Smoking Teeth

At Spokane Dental, we don’t solely care for your teeth. By improving your oral health, we can positively impact whole body health. That is why it is so important to us to inform our patients about the effects of smoking on their oral health. Smoking is not only harmful to your lungs and heart but also has a significant impact on your teeth and gums. In this blog post, we will discuss how smoking affects your teeth and what you can do to prevent further damage.

Smoking and Oral Cancer

Did you know that at every visit, Dr. Smith performs an oral cancer screening? The dental chair is one of the first lines of defense for screening oral cancer, and often where it gets caught the most (and earliest). Smoking is a major risk factor for oral cancer, and a factor that we don’t take lightly in our oral health screenings. According to the American Cancer Society, smokers are six times more likely to develop oral cancer than non-smokers. The chemicals in cigarettes can actually damage the DNA in your oral tissue, which can lead to the formation of cancerous cells.

Smoking and Gum Disease

In addition to oral cancer, smoking is a huge risk factor for gum disease such as gingivitis or periodontitis. Periodontitis is a bacterial infection that causes inflammation that compromises the tissues and bones that support your teeth.
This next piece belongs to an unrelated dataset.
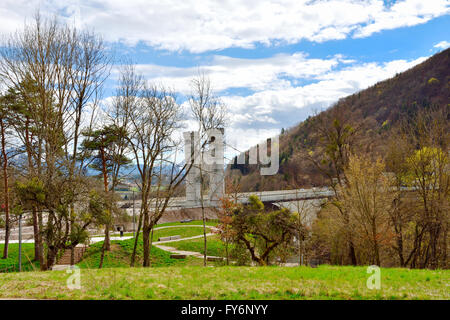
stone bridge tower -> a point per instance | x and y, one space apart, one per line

When you smoke, the same cancer-causing chemicals in cigarettes can cause inflammation and irritation of the gums, which can lead to disease.

Smoking and Tooth Stain

From a purely aesthetic stance, smoking makes it extremely difficult to have a healthy-looking smile. Smoking causes discoloration (as well as compromises the teeth themselves through periodontal disease). The tar and nicotine in cigarettes can stain your teeth, giving them a yellow or brown appearance. Even if you brush and floss regularly, you may still experience discoloration due to smoking.

Smoking and Dry Mouth

Xerostomia, or dry mouth is another large problem amongst our smoking patients. Dry mouth occurs when you don't produce enough saliva to keep your mouth moist. Smoking can cause dry mouth by reducing saliva production. Dry mouth is directly linked to more susceptibility to tooth decay, bad breath, and gum disease.

Smoking and the Immune System

Finally, smoking can also lead to a weakened immune system. This means that if you have a dental problem such as a cavity or gum disease, your body may not be able to fight off the infection as effectively as a non-smoker's body. Because dental disease is driven by inflammation, which is “run” by the immune system, smoking can greatly affect the body’s ability to protect itself from oral disease. This can lead to more severe dental problems and even tooth loss.

How to Protect Your Smile

What can you do to prevent further damage to your teeth if you smoke? The most effective solution is to quit smoking. Quitting smoking can be difficult, but it is worth it for the sake of your oral and overall health. In addition to quitting smoking, there are several other steps you can take to protect your teeth:

  • Brush and floss regularly: Brushing and flossing regularly can help remove plaque and prevent tooth decay and gum disease.
  • Use mouthwash: Mouthwash can help kill bacteria and freshen your breath. Look for mouthwash that contains fluoride to help protect your teeth.
  • Visit Spokane Dental regularly: Regular dental checkups and cleanings can help detect and treat dental problems early before they become more serious.
  • Use teeth whitening products: If you have tooth discoloration due to smoking, you can use teeth whitening products to help brighten your teeth. We can make a customized plan to keep your teeth white after a dental cleaning (which removes stain on the outside of the teeth), including custom whitening trays.